Federal Risk and Authorizations Management Program (FedRAMP)

March 2023

Amazon FSx for NetApp ONTAP meets U.S. FedRAMP criteria at the High and Moderate Impact Levels for AWS US Regions and the High Impact Level for AWS GovCloud (US) Regions. Azure NetApp Files^® meets U.S. FedRAMP criteria at the High and Moderate Impact Levels for Azure commercial cloud services and the High Impact Level for Azure Government cloud services.

About FedRAMP

The Federal Risk and Authorizations Management Program (FedRAMP) is a U.S. government program that provides a standardized approach to security risk assessment, authorization, and continuous monitoring for cloud products and services. The goal of the program is to promote the adoption of cloud services by the federal government. In fact, the U.S. Office of Management and Budget requires all departments and agencies to “use FedRAMP when conducting risk assessments, security authorizations, and granting ATOs for all Executive department or agency use of cloud services.”

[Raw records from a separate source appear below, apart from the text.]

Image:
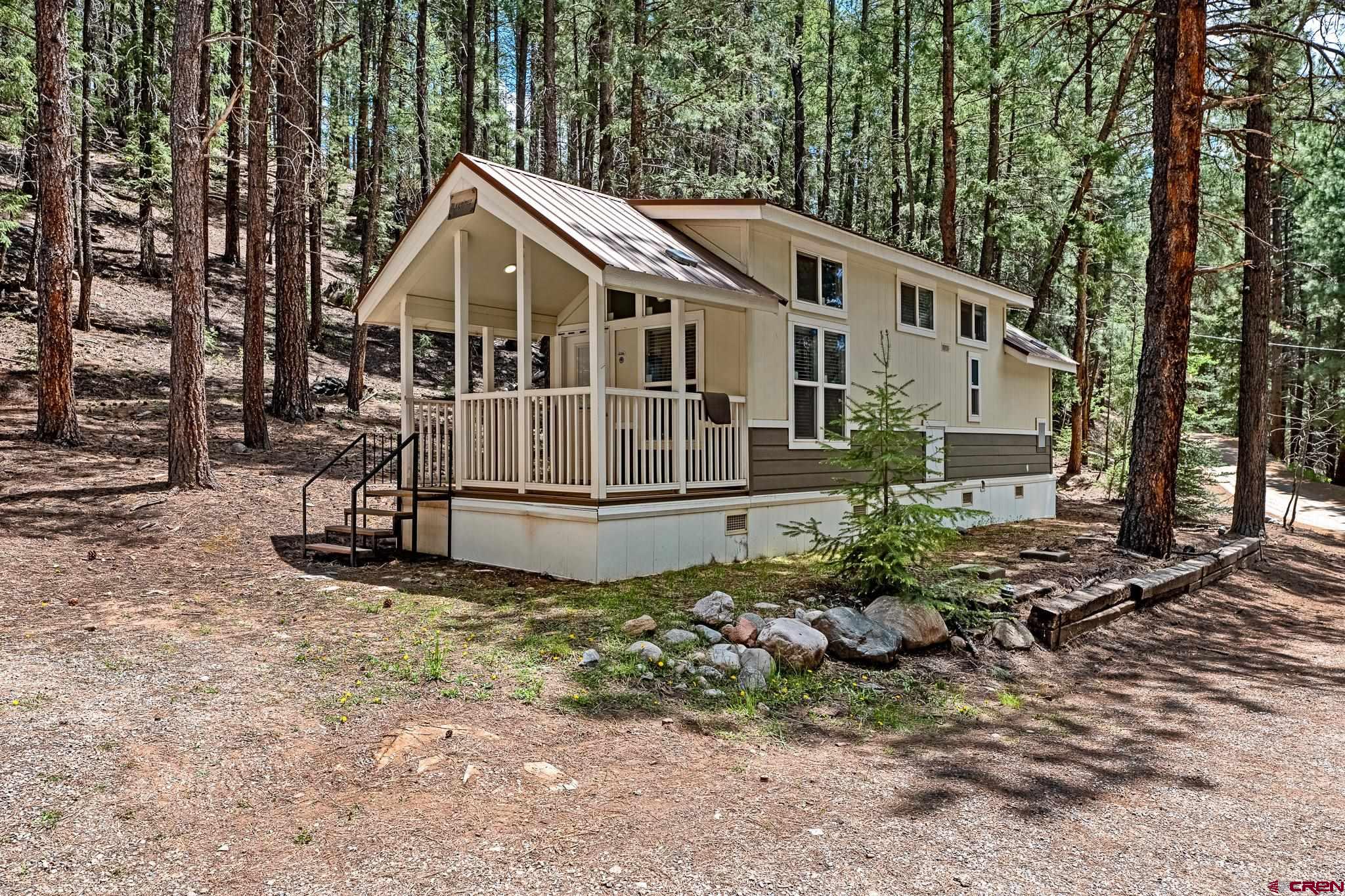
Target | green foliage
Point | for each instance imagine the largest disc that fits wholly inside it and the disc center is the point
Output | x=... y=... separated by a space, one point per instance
x=896 y=523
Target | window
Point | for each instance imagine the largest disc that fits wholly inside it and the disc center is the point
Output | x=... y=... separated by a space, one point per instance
x=973 y=387
x=658 y=358
x=621 y=305
x=818 y=281
x=916 y=312
x=971 y=323
x=820 y=375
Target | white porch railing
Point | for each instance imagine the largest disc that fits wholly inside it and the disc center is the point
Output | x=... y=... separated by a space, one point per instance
x=558 y=457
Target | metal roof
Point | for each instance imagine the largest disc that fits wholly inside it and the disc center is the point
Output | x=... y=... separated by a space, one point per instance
x=612 y=234
x=1034 y=349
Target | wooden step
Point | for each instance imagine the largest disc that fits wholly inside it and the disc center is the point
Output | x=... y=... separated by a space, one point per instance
x=363 y=531
x=342 y=550
x=399 y=515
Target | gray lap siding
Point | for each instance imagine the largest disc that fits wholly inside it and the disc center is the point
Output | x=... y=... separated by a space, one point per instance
x=772 y=468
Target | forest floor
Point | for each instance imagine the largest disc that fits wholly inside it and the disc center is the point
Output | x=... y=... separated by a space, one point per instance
x=191 y=708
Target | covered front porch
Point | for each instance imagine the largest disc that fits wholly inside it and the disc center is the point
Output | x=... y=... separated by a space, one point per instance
x=599 y=412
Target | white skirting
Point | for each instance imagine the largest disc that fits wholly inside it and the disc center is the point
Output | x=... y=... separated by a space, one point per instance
x=619 y=542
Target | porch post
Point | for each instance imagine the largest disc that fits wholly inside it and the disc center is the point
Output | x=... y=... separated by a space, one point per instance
x=523 y=284
x=598 y=383
x=462 y=354
x=680 y=390
x=487 y=359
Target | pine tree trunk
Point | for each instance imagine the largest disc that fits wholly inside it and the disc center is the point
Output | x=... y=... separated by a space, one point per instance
x=948 y=202
x=635 y=179
x=85 y=171
x=291 y=399
x=188 y=426
x=988 y=213
x=825 y=196
x=359 y=345
x=255 y=309
x=550 y=133
x=234 y=137
x=57 y=417
x=1254 y=367
x=1146 y=524
x=799 y=125
x=148 y=259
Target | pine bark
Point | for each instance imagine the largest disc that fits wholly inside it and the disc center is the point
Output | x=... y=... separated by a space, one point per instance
x=1146 y=524
x=799 y=124
x=948 y=202
x=234 y=137
x=255 y=309
x=359 y=345
x=85 y=171
x=291 y=399
x=1258 y=282
x=57 y=417
x=147 y=113
x=188 y=425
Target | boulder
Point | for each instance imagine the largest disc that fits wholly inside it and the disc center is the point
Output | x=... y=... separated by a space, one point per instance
x=708 y=634
x=715 y=610
x=1012 y=634
x=743 y=631
x=919 y=625
x=853 y=636
x=758 y=670
x=646 y=651
x=639 y=625
x=725 y=658
x=794 y=644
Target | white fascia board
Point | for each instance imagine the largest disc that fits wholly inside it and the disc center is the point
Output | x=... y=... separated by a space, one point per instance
x=862 y=245
x=1036 y=360
x=640 y=282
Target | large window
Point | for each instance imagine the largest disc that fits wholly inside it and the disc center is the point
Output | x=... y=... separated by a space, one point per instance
x=916 y=309
x=658 y=358
x=973 y=387
x=820 y=375
x=818 y=281
x=973 y=322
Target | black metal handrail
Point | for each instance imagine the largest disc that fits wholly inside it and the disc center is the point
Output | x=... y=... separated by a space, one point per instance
x=362 y=440
x=354 y=492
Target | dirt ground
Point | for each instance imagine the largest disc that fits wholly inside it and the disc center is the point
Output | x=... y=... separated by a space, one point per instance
x=188 y=708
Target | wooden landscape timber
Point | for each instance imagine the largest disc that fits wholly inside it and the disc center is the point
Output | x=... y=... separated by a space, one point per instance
x=1056 y=621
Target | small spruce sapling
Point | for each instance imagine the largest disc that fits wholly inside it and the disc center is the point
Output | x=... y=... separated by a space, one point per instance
x=892 y=528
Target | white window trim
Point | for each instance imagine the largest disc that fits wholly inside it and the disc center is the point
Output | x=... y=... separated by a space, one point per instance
x=821 y=326
x=979 y=387
x=693 y=319
x=919 y=331
x=967 y=340
x=822 y=253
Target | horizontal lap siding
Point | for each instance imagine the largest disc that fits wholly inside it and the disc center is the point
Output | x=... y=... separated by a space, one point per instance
x=985 y=456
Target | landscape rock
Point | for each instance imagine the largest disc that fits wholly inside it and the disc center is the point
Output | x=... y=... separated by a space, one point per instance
x=1012 y=634
x=715 y=610
x=725 y=658
x=794 y=644
x=743 y=631
x=853 y=636
x=708 y=634
x=646 y=651
x=920 y=626
x=758 y=668
x=639 y=625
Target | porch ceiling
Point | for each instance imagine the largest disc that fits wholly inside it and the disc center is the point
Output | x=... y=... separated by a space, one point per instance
x=490 y=249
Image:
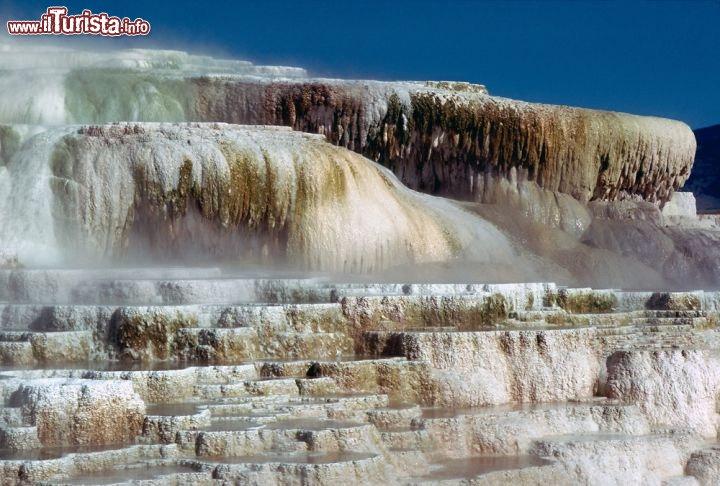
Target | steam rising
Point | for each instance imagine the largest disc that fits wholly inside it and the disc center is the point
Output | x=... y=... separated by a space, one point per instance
x=217 y=193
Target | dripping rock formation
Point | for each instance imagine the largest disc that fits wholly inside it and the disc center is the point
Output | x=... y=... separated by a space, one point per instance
x=215 y=273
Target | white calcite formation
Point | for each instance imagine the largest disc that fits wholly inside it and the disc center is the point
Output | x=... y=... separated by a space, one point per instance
x=263 y=368
x=81 y=412
x=313 y=381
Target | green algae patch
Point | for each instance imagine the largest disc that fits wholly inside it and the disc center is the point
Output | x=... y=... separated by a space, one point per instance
x=586 y=302
x=151 y=334
x=677 y=301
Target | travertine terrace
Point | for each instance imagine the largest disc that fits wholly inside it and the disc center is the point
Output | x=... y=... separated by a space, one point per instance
x=217 y=273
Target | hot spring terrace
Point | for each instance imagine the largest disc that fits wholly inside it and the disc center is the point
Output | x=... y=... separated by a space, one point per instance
x=182 y=376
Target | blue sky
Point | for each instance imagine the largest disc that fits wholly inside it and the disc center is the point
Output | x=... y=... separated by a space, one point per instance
x=647 y=57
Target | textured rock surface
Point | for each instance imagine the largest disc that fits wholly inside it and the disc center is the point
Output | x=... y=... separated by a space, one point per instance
x=444 y=138
x=522 y=391
x=82 y=412
x=673 y=388
x=259 y=195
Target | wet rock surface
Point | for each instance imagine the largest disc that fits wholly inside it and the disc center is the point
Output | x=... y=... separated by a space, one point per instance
x=420 y=384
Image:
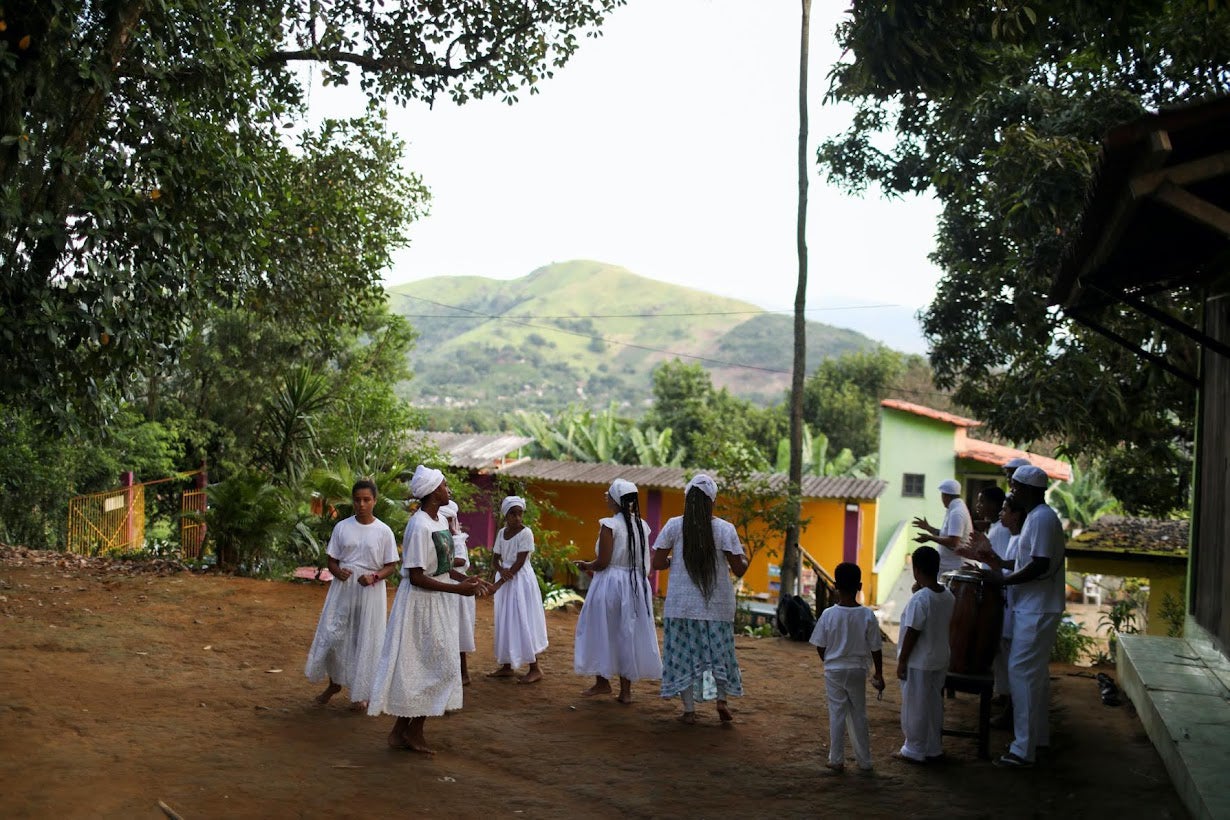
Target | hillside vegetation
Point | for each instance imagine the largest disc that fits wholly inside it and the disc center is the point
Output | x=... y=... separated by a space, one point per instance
x=591 y=332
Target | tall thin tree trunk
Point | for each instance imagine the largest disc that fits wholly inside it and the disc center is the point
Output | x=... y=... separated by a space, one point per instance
x=790 y=558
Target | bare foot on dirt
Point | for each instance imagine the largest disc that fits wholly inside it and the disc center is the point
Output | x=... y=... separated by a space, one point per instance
x=330 y=691
x=415 y=739
x=625 y=691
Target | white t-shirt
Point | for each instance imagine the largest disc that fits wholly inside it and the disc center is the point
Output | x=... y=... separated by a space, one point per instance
x=427 y=544
x=930 y=612
x=849 y=636
x=620 y=555
x=508 y=548
x=1042 y=536
x=683 y=595
x=999 y=536
x=362 y=547
x=956 y=521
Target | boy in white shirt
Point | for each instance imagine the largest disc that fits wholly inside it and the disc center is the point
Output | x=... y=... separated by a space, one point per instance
x=923 y=660
x=845 y=636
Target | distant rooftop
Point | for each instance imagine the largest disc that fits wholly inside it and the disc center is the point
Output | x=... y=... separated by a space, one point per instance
x=926 y=412
x=996 y=454
x=476 y=450
x=577 y=472
x=1118 y=534
x=977 y=450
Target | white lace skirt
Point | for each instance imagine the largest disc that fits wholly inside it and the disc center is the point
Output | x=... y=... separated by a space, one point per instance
x=349 y=634
x=615 y=633
x=418 y=673
x=520 y=621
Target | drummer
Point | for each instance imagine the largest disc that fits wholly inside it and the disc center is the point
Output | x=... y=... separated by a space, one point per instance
x=1037 y=609
x=996 y=551
x=952 y=531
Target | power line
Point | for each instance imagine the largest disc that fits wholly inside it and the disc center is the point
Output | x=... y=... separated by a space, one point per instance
x=716 y=312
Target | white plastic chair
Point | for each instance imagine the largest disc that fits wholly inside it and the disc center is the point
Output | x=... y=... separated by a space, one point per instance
x=1092 y=589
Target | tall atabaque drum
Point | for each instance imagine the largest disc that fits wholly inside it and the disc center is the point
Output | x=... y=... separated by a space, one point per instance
x=977 y=622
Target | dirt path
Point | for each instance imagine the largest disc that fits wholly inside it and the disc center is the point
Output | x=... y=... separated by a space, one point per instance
x=122 y=691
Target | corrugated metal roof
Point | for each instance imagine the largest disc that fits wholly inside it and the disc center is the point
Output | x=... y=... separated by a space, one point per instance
x=576 y=472
x=475 y=450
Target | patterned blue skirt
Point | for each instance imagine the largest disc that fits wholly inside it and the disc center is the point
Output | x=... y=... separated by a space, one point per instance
x=699 y=655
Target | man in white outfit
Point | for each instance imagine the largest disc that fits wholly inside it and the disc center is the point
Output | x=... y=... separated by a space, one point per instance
x=952 y=531
x=1037 y=609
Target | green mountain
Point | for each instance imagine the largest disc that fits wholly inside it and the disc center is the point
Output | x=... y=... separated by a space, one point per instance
x=593 y=333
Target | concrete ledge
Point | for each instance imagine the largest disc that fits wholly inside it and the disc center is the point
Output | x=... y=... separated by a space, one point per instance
x=1181 y=692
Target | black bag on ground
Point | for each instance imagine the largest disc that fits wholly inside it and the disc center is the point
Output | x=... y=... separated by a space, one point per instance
x=795 y=617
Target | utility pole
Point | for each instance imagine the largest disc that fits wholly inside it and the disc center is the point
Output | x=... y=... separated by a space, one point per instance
x=790 y=558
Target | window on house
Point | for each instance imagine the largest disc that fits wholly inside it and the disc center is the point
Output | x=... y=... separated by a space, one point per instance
x=912 y=484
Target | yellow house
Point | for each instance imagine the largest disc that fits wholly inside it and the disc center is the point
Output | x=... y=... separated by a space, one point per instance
x=1154 y=550
x=840 y=515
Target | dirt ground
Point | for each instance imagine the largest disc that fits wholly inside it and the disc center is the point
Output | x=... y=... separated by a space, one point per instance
x=123 y=691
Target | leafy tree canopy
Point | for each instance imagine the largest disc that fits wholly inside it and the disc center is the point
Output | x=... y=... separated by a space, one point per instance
x=998 y=108
x=145 y=171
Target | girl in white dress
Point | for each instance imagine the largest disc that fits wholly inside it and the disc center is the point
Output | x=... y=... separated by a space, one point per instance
x=418 y=674
x=520 y=621
x=701 y=551
x=465 y=604
x=362 y=552
x=615 y=633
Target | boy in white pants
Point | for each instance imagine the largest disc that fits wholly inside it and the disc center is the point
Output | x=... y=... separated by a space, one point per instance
x=923 y=660
x=845 y=637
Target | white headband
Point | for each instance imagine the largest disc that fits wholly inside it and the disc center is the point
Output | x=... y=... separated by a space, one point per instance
x=620 y=488
x=426 y=481
x=705 y=484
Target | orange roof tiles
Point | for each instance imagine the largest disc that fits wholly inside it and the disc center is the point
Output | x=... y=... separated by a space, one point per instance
x=919 y=410
x=996 y=454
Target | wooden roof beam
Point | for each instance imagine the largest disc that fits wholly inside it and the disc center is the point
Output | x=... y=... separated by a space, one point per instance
x=1207 y=167
x=1194 y=208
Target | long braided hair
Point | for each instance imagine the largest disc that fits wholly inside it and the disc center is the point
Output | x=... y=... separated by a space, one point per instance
x=630 y=508
x=700 y=555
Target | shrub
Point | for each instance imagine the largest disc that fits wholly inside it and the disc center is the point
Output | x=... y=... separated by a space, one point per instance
x=1070 y=644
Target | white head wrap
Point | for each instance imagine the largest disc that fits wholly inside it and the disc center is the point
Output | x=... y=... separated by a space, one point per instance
x=619 y=488
x=509 y=503
x=424 y=481
x=705 y=484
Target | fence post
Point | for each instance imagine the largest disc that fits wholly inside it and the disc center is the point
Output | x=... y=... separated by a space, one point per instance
x=127 y=480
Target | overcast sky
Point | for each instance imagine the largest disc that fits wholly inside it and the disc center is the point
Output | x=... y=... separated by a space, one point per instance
x=668 y=146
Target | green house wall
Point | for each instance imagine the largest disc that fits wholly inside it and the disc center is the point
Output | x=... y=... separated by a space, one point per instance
x=912 y=444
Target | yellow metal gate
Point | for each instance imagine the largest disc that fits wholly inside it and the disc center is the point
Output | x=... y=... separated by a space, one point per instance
x=115 y=520
x=108 y=521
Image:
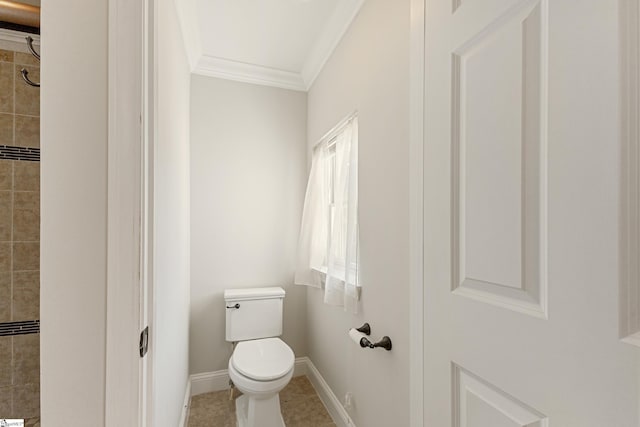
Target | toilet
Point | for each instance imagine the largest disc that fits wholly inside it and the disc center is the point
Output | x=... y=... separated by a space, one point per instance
x=261 y=364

The National Institute of Standards and Technology (NIST) SP 800-53 sets the standard and defines the security requirements that federal agencies must meet as part of FedRAMP. NIST SP 800-53 provides a catalog of security controls for the confidentiality, integrity, and availability of information systems, which is designed to enable the assessment of information security at three impact levels: High, Moderate, and Low. These levels categorize the potential impact that the compromise of confidentiality, integrity, or availability could have on an organization.

Cloud service providers demonstrate FedRAMP compliance by submitting to an evaluation by a Third Party Assessment Organization (3PAO). The organization then submits its assessment to the Joint Authorization Board (JAB), the primary governance body for FedRAMP, for provisional approval. This is referred to as a Provisional Authority to Operate (P-ATO). Once the JAB grants the P-ATO, the cloud service provider must then obtain an authorization (ATO) from a government agency.

NetApp and FedRAMP

Both Amazon FSx for NetApp ONTAP and Azure NetApp Files meet FedRAMP criteria.

Amazon FSx for NetApp ONTAP

Through Amazon Web Services (AWS), Amazon FSx for NetApp ONTAP obtained a P-ATO from the JAB. The FedRAMP authorization by the JAB covers both Moderate and High impact levels. This means that it can be used to meet the most critical data privacy and security requirements, including the U.S. Department of Defense and healthcare organizations.

Amazon FSx for NetApp ONTAP has FedRAMP High and Moderate authorizations in US East (N. Virginia), US East (Ohio), US West (N. California), and US West (Oregon), and FedRAMP High authorization in AWS GovCloud (US) Regions. This assures government agencies that FSx for ONTAP meets rigorous FedRAMP standards for security and risk assessments.

Azure NetApp Files

Through Microsoft Azure and Microsoft Azure Government, Azure NetApp Files obtained a P-ATO from the JAB. Azure NetApp Files maintains a P-ATO at both High and Medium Impact Levels for Azure commercial cloud services and a High Impact Level for Azure Government cloud services.

Azure Government regions are specifically designed to meet the security and regulatory compliance requirements of U.S. federal, state, and local agencies, and the Department of Defense. With multitenant cloud operations built to the same exacting standards for every customer, this means that U.S. public sector organizations and those outside the public sector can take advantage of Azure NetApp Files for enterprise workloads such as virtualization, SAP, and high-performance analytics.

Note Azure is the registered trademark of Microsoft Corporation. Used with permission.

NetApp in-scope products and services

Amazon FSx for NetApp ONTAP
Azure NetApp Files

Audits, reports, and certificates

The ATO for Amazon FSx for NetApp ONTAP is held by Amazon Web Services as part of the AWS Commercial Cloud and AWS GovCloud FedRAMP authorizations and is listed in AWS Services in Scope by Compliance Program (FedRAMP).

The ATO for Azure NetApp Files is held by Microsoft as part of the Azure^®️ Commercial Cloud and Azure^®️ Government FedRAMP authorizations and is listed on Azure services by FedRAMP audit scope. Government customers can request access to the AWS and Azure FedRAMP packages on the FedRAMP Marketplace.